SAP brings PeopleSoft services arm to Asia-Pacific

update TomorrowNow aims to woo PeopleSoft and J.D. Edwards customers with a half-price offer.

update SINGAPORE—TomorrowNow, an SAP subsidiary specializing in PeopleSoft support services, has set up shop here. The company plans to add more head count to sniff out business deals in the region, said CEO Andrew Nelson on Thursday.

Nelson, who was in Singapore for the office opening, said Singapore will serve as the company's Asia-Pacific base. He also plans to hire up to 45 staff in the next 18 months. "We're looking to sign agreements with people primarily headquartered here," he said, of the company's business prospects in the region.

SAP in January acquired TomorrowNow as part of its ongoing strategy to compete with Oracle in the enterprise applications software market. TomorrowNow's services are an integral part of SAP's safe-passage initiative, said Colin Sampson, senior vice president and chief operating officer, SAP Asia Pacific.

The safe-passage program is aimed at siphoning off lucrative software maintenance deals from Oracle by luring PeopleSoft customers who are uncertain about Oracle's takeover.

TomorrowNow will support all versions of software that come under the umbrella of PeopleSoft Enterprise, J.D. Edwards World, and J.D. Edwards OneWorld, said Nelson.

Besides Singapore, TomorrowNow has sales and support offices in the U.K., the Netherlands, and the U.S.

The company is hoping to woo PeopleSoft and J.D. Edwards customers with attractive propositions. It will support any current implementation for up to 50 percent of the price that they are paying, with a round-the-clock guaranteed 30-minute response time.
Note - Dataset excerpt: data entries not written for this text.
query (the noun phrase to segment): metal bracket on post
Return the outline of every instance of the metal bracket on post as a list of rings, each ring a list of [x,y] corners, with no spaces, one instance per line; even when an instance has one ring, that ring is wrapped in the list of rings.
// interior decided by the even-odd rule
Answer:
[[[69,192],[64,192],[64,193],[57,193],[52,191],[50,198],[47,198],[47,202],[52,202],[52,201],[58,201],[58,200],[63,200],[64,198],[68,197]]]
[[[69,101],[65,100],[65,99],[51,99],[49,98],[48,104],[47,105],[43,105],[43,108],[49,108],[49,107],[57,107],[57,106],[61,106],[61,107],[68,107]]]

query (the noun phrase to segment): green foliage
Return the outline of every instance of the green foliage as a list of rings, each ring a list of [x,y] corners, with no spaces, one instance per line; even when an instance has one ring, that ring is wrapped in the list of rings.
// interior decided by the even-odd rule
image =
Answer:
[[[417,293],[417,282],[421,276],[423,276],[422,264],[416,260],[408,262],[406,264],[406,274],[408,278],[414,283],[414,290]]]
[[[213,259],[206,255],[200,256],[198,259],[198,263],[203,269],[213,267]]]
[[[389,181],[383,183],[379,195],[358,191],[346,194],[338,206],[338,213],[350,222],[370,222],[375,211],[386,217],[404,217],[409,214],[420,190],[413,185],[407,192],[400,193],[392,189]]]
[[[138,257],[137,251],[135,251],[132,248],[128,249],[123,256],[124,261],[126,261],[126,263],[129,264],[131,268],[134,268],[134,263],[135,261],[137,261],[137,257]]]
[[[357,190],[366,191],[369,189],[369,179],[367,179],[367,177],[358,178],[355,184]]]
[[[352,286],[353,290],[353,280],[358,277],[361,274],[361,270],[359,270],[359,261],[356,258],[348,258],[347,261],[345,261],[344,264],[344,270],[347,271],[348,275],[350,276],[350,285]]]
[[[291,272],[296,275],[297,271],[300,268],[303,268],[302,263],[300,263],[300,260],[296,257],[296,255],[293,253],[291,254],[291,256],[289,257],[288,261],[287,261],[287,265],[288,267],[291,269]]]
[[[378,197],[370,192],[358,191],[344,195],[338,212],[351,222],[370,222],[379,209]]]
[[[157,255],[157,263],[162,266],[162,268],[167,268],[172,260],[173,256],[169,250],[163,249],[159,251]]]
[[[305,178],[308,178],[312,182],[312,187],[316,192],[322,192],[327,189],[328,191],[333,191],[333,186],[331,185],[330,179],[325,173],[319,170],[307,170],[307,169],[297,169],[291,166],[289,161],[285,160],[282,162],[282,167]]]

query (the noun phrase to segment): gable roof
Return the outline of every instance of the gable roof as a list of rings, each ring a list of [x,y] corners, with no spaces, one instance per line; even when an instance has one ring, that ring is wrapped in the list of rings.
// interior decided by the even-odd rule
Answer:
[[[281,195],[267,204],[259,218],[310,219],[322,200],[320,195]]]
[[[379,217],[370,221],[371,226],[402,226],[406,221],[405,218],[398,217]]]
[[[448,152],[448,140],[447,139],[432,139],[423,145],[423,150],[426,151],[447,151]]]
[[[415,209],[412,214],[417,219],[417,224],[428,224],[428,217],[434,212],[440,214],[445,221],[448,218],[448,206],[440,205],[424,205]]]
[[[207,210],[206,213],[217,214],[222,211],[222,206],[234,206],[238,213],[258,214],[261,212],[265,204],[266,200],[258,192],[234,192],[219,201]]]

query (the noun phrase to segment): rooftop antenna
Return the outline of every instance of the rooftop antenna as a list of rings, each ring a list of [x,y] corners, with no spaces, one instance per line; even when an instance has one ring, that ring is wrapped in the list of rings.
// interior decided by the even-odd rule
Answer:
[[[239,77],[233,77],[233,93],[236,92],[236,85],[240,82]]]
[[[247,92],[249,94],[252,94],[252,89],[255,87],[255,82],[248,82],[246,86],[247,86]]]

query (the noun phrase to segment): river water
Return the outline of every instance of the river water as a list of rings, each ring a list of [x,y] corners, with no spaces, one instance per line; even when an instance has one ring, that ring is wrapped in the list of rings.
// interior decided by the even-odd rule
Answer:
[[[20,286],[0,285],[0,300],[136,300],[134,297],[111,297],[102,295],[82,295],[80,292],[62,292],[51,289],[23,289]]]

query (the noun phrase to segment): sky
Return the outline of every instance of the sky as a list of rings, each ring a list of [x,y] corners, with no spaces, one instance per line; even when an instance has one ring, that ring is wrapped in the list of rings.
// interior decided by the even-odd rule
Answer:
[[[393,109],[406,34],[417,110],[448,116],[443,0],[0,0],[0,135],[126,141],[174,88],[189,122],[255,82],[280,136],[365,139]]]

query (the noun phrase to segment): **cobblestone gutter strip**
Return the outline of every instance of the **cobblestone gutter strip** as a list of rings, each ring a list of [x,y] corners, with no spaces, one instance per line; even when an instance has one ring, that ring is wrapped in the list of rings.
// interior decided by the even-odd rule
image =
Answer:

TomorrowNow also promises to support any customers' products for up to 10 years beyond the products' general availability date.

This guarantee is part of SAP's plan to upstage Oracle's Project Fusion effort, in which the latter pledged to support PeopleSoft and J.D. Edwards products for at least eight years until 2013.

Meanwhile, the two-way punch up shows no sign of abating.

When asked to comment on SAP's latest move, Stanley Chew, managing director, Oracle Singapore, said: "This is nothing new to us." He went on to describe SAP's latest sales tactic as "a massive undertaking" for the German software company, and added that its rival had its own customer issues to deal with, too.

"We know that SAP R/3 customers are faced with increasing pressure to re-license and re-implement their applications in order to upgrade to mySAP ERP or mySAP Business Suite," he noted. "In June, we rolled out our deal for SAP R/3 customers, the Oracle Fusion for SAP, or 'OFF SAP' Program. They now have an alternative to move to Oracle E-Business Suite."

At least one analyst thinks that SAP may have more persuading to do to get PeopleSoft and J.D. Edwards customers in Asia-Pacific to switch camp. Bob Hayward, senior vice-president and chief research officer at Gartner Research, Asia Pacific and Japan, said: "I don’t think [customers] will switch. I'm not sure if [SAP's purchase of TomorrowNow] is going to be a big thing. Oracle's done a pretty good job, and I'm not picking up from Gartner customers that there will be a major defection."